US 12,086,716 B1
	Method for constructing multimodality-based medical large model, and related device thereof
Weihua Liu, Changsha (CN); Jianhua Qiu, Changsha (CN); and Jinmin Ma, Changsha (CN)
Assigned to AthenaEyes CO., LTD., Changsha (CN)
Filed by AthenaEyes CO., LTD., Changsha (CN)
Filed on Nov. 13, 2023, as Appl. No. 18/388,859.
Claims priority of application No. 202310596917.1 (CN), filed on May 25, 2023.
Int. Cl. G06N 3/08 (2023.01); G16H 50/70 (2018.01)

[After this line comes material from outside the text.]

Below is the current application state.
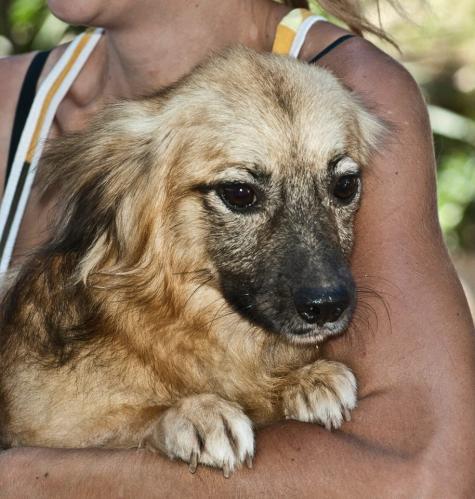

CPC G06N 3/08 (2013.01) [G16H 50/70 (2018.01)]

20 Claims

1. A method for constructing a multimodality-based medical large model, wherein the multimodality-based medical large model comprises a multimodal transformer T, a prompt manager M, a dialogue engine L, a task controller H, and a multimodal foundation (MMF); the MMF comprises at least one medical foundation model (MFM); the MFM comprises basic models for a downstream task, and a medical language module (MLM); and the method for constructing the multimodality-based medical large model comprises:

in a first stage, modal analysis: performing, by the multimodal transformer T, modal analysis on input query information to determine a task type;

in a second stage, model allocation: selecting, by the task controller H and the prompt manager M, a model Pp and a corresponding parameter hPp for task processing, and allocating a resource corresponding to the task type to the model Pp, wherein the model Pp is one of the basic models for the downstream task, P denotes a number of models, p denotes a task model set to which the selected model belongs, and the parameter hPp denotes a task family selected by a task handler H;

in a third stage, downstream task result feedback: executing, by the MFM, the model Pp to generate a task output result oPp, and feeding back the task output result oPp to the MMF;

in a fourth stage, modal transformation normalization: extracting, by the MLM, an entity-related text span from the task output result oPp sent by the MMF to acquire a structured entity; annotating the structured entity to generate a feedback text; and feeding back the feedback text to the MMF; and

in a fifth stage, response generation: receiving, by the MLM, a query result transmitted by the MMF, generating a professional response corresponding to the query result based on a medical knowledge base, and feeding back the professional response to a user;

wherein the step of performing, by the multimodal transformer T, the modal analysis on the input query information to determine the task type comprises:

transforming, by the multimodal transformer T, the input query information into a query description q_n^(d)and a set of query-related resources {q_n^(s^₁⁾, q_n^(s^₂⁾, . . . , q_n^(s^_k⁾} of size k, wherein the query description q_n^(d)is in vectorized form, and the input query information is in form of at least one of text, audio, and image; and s₁to s_kdenote serial numbers of the query-related sources; and

performing a modal check on the query description q_n^(d)to determine the task type.